Back then, if you’d asked Caleb why he couldn’t be the one Amber loved, he would have told you it was her decision, her choice. After all, she’s the one who’d gone and married someone else. What more proof did you need? Now he knew that was a lie, a lie he’d told himself so he could get comfortable with his decision to run.

Now he’d seen her desire for him, seen it right where it had been lying just beneath the surface for going on twelve years.

She wasn’t the one standing in his way.

Abel was.

And therein lay the unavoidable contradiction that had defined Caleb’s life—the man who had saved his life was also the one who had shamed him out of pursuing his heart’s desire.

“Caleb,” Danny says softly. “You still here, man?”

“The night my parents died, we’d just kissed. For the first time.”

“You and Amber?”

“We’d been building toward it all summer. She was… When I’d look at her that summer, something would happen to me. It was like everything about her was more vivid. More
there.
And when she’d look at me, something would happen to me too. I could feel it in my chest.”

“You were falling in love with her,” Danny says

“I was fifteen.”

“Yeah, you were fifteen and falling in love with her.”

“But…”

“But, what?”

“I took her down to the boat dock with me so I could show her the moon. ’Cause I’d told her how beautiful it looked over the lake at night and she said she wanted me to show her. And ’cause…”

Motherfuck,
he thinks as his vision blurs.
Goddamn motherfuck shit. Crying right here in the middle of the bar.

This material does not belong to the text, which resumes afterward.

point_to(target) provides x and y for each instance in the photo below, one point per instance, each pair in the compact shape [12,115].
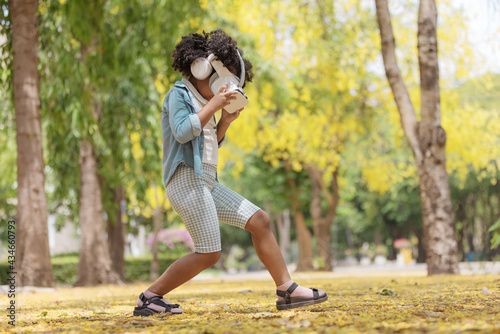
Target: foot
[300,291]
[292,295]
[160,305]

“I knew my father was gonna die. And so did she. And she knew I couldn’t sleep and she didn’t want me to be alone when I was lying there awake in the other room, so I took her down to the boat dock and when I kissed her it was like… When I kissed her, it was like there’d never been a thing called pain. Like I didn’t even know what the word meant. It was like… It was like she was the only thing that existed.”

“She still exists, Caleb. And she’s getting divorced.”

“I’m not finished,” he says, hating the gruff sound of his voice. But if he stops to apologize, he knows he’ll lose his nerve. Knows he won’t finish the story. And if he can’t do anything else right tonight, at least he can do that, finish the damn story for the first time.